By the time former superintendent Jerry Weast finished his first year at the head of Montgomery County public schools, he had issued a “Call to Action” plan to close the racial academic achievement gap, hired three dozen new administrators and pushed one of the biggest budgets in memory through the County Council to launch a laundry list of programs.
Twelve years later, his successor, Joshua Starr, is winding down his inaugural year with an intentionally short list of changes. He restructured the central office, built on the close relationships Weast had forged with employee unions by brokering a controversial and generous pay raise during a tight budget cycle, and began to articulate a vision for a school system dedicated to graduating not just good students, but good people.
The leaders’ different introductions to the nation’s 16th-largest school system reflect changing marching orders and shifting educational eras.

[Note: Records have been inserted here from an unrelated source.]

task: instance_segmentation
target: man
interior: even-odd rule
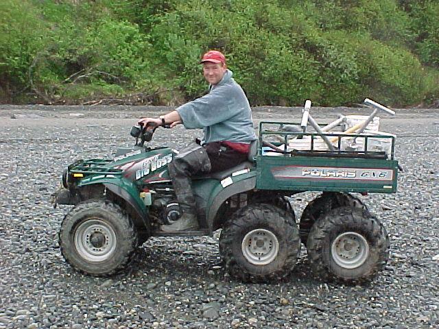
[[[232,78],[224,56],[220,51],[208,51],[201,64],[209,84],[209,94],[158,119],[142,118],[139,121],[144,125],[154,122],[174,127],[182,123],[187,129],[204,128],[200,145],[192,143],[180,150],[168,166],[182,215],[172,224],[162,226],[165,232],[198,228],[191,175],[225,170],[243,162],[247,158],[250,143],[257,139],[248,100]]]

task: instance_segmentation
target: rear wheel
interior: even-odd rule
[[[252,204],[237,211],[220,238],[220,253],[230,274],[246,282],[286,276],[297,262],[298,230],[287,211]]]
[[[299,224],[302,243],[307,245],[311,228],[320,217],[332,209],[347,206],[368,211],[367,206],[359,198],[340,192],[324,192],[309,202],[303,210]]]
[[[137,236],[128,216],[105,201],[75,206],[64,218],[59,244],[65,260],[75,269],[97,276],[122,269],[130,260]]]
[[[313,226],[307,248],[311,267],[323,279],[361,283],[373,278],[389,258],[389,238],[368,211],[332,210]]]

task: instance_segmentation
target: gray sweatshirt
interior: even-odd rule
[[[233,74],[227,70],[217,84],[209,86],[209,94],[176,110],[185,127],[204,128],[203,143],[250,143],[257,139],[248,100]]]

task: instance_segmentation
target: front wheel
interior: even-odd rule
[[[369,281],[389,258],[385,228],[366,210],[337,208],[313,226],[307,241],[311,269],[323,279]]]
[[[292,215],[269,204],[252,204],[236,212],[220,238],[220,254],[229,273],[246,282],[286,276],[300,249]]]
[[[59,233],[61,253],[73,268],[96,276],[114,274],[130,260],[137,236],[120,207],[105,201],[78,204]]]

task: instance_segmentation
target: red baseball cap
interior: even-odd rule
[[[220,51],[216,50],[211,50],[203,55],[201,62],[212,62],[213,63],[226,64],[226,57]]]

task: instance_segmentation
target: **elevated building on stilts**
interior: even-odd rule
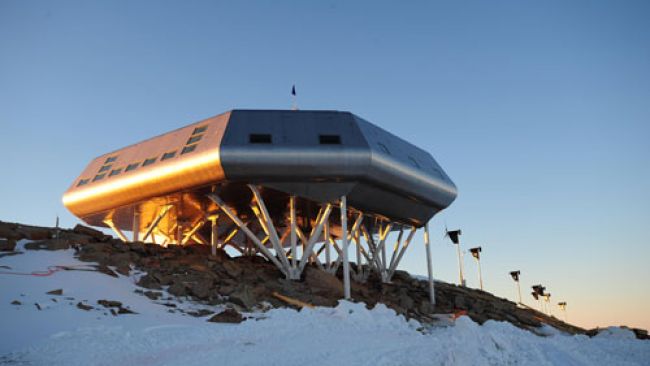
[[[63,203],[122,240],[256,253],[289,279],[341,267],[349,297],[350,277],[389,282],[419,228],[430,253],[456,194],[429,153],[352,113],[232,110],[94,159]]]

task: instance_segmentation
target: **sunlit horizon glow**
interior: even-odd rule
[[[223,111],[350,111],[430,152],[458,198],[434,274],[541,283],[571,323],[650,329],[650,3],[0,2],[0,220],[72,227],[88,161]],[[392,237],[389,238],[389,242]],[[467,259],[469,256],[466,256]],[[426,274],[416,234],[402,266]],[[468,286],[478,287],[466,260]]]

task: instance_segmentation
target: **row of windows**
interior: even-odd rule
[[[190,135],[190,138],[185,143],[186,146],[183,147],[183,149],[181,150],[181,155],[188,154],[188,153],[191,153],[192,151],[196,150],[196,146],[198,145],[198,142],[203,138],[203,132],[205,132],[207,129],[208,129],[207,125],[195,128],[192,131],[192,135]],[[162,157],[160,158],[160,161],[168,160],[168,159],[171,159],[171,158],[175,157],[176,156],[176,151],[177,150],[168,151],[168,152],[164,153],[162,155]],[[122,170],[124,170],[124,172],[130,172],[132,170],[138,169],[140,166],[145,167],[145,166],[154,164],[157,160],[158,160],[158,157],[152,157],[152,158],[145,159],[142,162],[142,165],[140,165],[140,162],[137,162],[137,163],[131,163],[131,164],[127,165],[126,168],[124,168],[124,169],[123,168],[117,168],[117,169],[111,170],[112,163],[117,161],[117,156],[110,156],[104,161],[104,165],[102,165],[102,167],[99,168],[99,171],[97,172],[97,175],[95,175],[95,177],[92,179],[92,181],[96,182],[98,180],[104,179],[106,177],[107,173],[108,173],[109,177],[113,177],[113,176],[121,174]],[[110,170],[110,172],[109,172],[109,170]],[[77,183],[77,187],[86,185],[88,183],[90,183],[90,179],[81,179],[81,180],[79,180],[79,183]]]
[[[248,135],[248,142],[251,144],[272,144],[273,137],[268,133],[251,133]],[[318,135],[318,143],[321,145],[340,145],[339,135]]]
[[[251,144],[272,144],[273,143],[273,138],[271,134],[267,133],[252,133],[248,135],[248,142]],[[321,145],[340,145],[341,144],[341,136],[339,135],[318,135],[318,143]],[[391,154],[390,150],[388,150],[388,147],[384,145],[381,142],[378,142],[377,145],[379,148],[385,152],[386,154]],[[412,156],[408,157],[409,161],[411,164],[418,168],[422,169],[420,164],[413,158]]]

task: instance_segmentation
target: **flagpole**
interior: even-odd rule
[[[296,96],[296,84],[291,87],[291,110],[298,110],[298,97]]]

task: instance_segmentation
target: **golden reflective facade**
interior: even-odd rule
[[[152,216],[157,205],[147,204],[146,200],[223,180],[219,145],[228,115],[224,113],[193,123],[94,159],[65,192],[63,204],[92,225],[105,226],[103,220],[111,218],[115,219],[118,227],[130,230],[128,223],[113,217],[116,209],[141,202],[142,215]],[[193,134],[197,129],[204,131]],[[188,144],[198,136],[198,141]],[[183,149],[188,146],[193,146],[191,151],[183,154]],[[175,152],[173,157],[162,160],[165,154],[172,152]],[[154,163],[142,165],[147,159],[154,158]],[[138,166],[126,171],[131,164]],[[103,168],[106,166],[109,168]],[[117,171],[119,173],[111,176]],[[93,181],[100,174],[104,174],[103,178]],[[84,180],[88,182],[80,185]]]

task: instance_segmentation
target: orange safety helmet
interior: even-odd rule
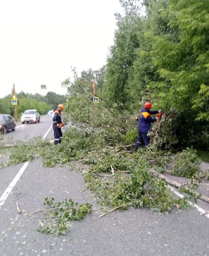
[[[62,109],[64,108],[64,105],[63,105],[62,104],[59,104],[58,107],[58,108],[61,108]]]
[[[149,109],[152,106],[152,104],[151,103],[150,103],[150,102],[146,102],[145,104],[144,104],[144,107],[146,108],[147,108],[148,109]]]

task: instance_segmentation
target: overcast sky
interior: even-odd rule
[[[65,94],[71,66],[79,75],[105,64],[122,12],[119,0],[0,1],[0,98],[13,83],[17,93]]]

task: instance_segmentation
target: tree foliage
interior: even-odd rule
[[[146,101],[153,109],[175,109],[178,120],[173,132],[179,147],[207,148],[208,1],[144,0],[145,17],[136,8],[137,1],[121,2],[125,14],[117,16],[104,97],[112,105],[122,103],[132,113]]]

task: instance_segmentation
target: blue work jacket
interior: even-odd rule
[[[138,124],[138,130],[141,132],[147,133],[151,128],[151,123],[156,121],[156,118],[152,118],[151,115],[155,115],[158,113],[157,110],[153,111],[143,108],[140,113]]]
[[[52,117],[53,123],[57,124],[61,124],[62,118],[61,118],[61,112],[59,109],[57,109],[54,111],[54,114]]]

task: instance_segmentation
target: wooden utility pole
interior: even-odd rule
[[[15,98],[17,99],[16,94],[15,94],[15,89],[14,88],[14,84],[13,83],[13,95],[15,96]],[[15,113],[15,121],[17,121],[17,106],[14,105],[14,111]]]
[[[95,84],[96,84],[96,81],[95,80],[94,80],[94,84],[93,85],[93,87],[94,88],[94,96],[93,97],[93,99],[94,99],[94,97],[96,96],[96,86],[95,86]],[[95,105],[94,106],[94,110],[96,110],[97,109],[97,108],[96,108],[96,106]]]

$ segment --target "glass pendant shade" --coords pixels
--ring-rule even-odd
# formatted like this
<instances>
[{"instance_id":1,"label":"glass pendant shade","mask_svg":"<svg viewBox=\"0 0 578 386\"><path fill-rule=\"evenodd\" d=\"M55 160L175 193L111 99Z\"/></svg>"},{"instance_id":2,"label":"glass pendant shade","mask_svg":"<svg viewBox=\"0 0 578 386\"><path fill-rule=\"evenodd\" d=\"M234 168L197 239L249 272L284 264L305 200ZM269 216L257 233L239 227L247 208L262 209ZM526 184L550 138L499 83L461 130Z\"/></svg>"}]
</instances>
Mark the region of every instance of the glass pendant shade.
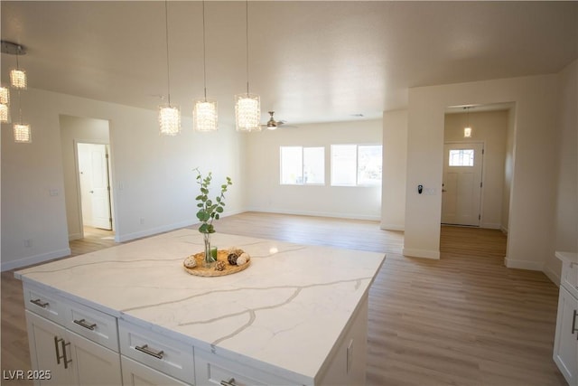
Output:
<instances>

Weast ushered in a decade that became defined by No Child Left Behind, a federal law that highlighted achievement gaps by escalating the role of standardized tests. Starr is positioning himself to lead the next phase of education reform, which he hopes will bring more success by thinking beyond test-bubble sheets.
“As we have become increasingly focused on rigid conceptions of what success is — that are directly aligned to standardized tests . . . are we missing something? Have we lost something? I think we have,” Starr said at a May forum at Walt Whitman High School about the importance of social and emotional learning.
In a series of book clubs and community meetings, Starr hosted discussions about the best ways to motivate students and teachers through perseverance and teamwork, and how to emphasize the emotional intelligence, creativity and communication skills that also are important in work and life.
His meetings attracted many parents, glad to participate in the intellectual exercise. But some county leaders question whether he should spend more time developing hands-on leadership and cultivating political relationships.
“Josh is a learned scholar. . . . He reads a lot of theories about schools and policies and about how kids learn. But I would like to see him get his hands dirty and drill down below what he’s read in a book,” County Council member Valerie Ervin said.
She said she was dismayed that Starr relied heavily on his staff to deal with council members in budget talks. Ervin and others on the council were especially critical of raises given to school employees.
Educators have protested the limitations of standardized tests for as long as No Child Left Behind has tied high-stakes decisions to one-day snapshots of student achievement. But Starr finds himself in a unique position to do something about it, given what he often calls the “luxury” of Montgomery’s successful track record and a window of opportunity that opened this year. After Congress failed to reauthorize the federal education law in the fall, Maryland became one of 24 states to be granted a federal waiver from its most punitive aspects.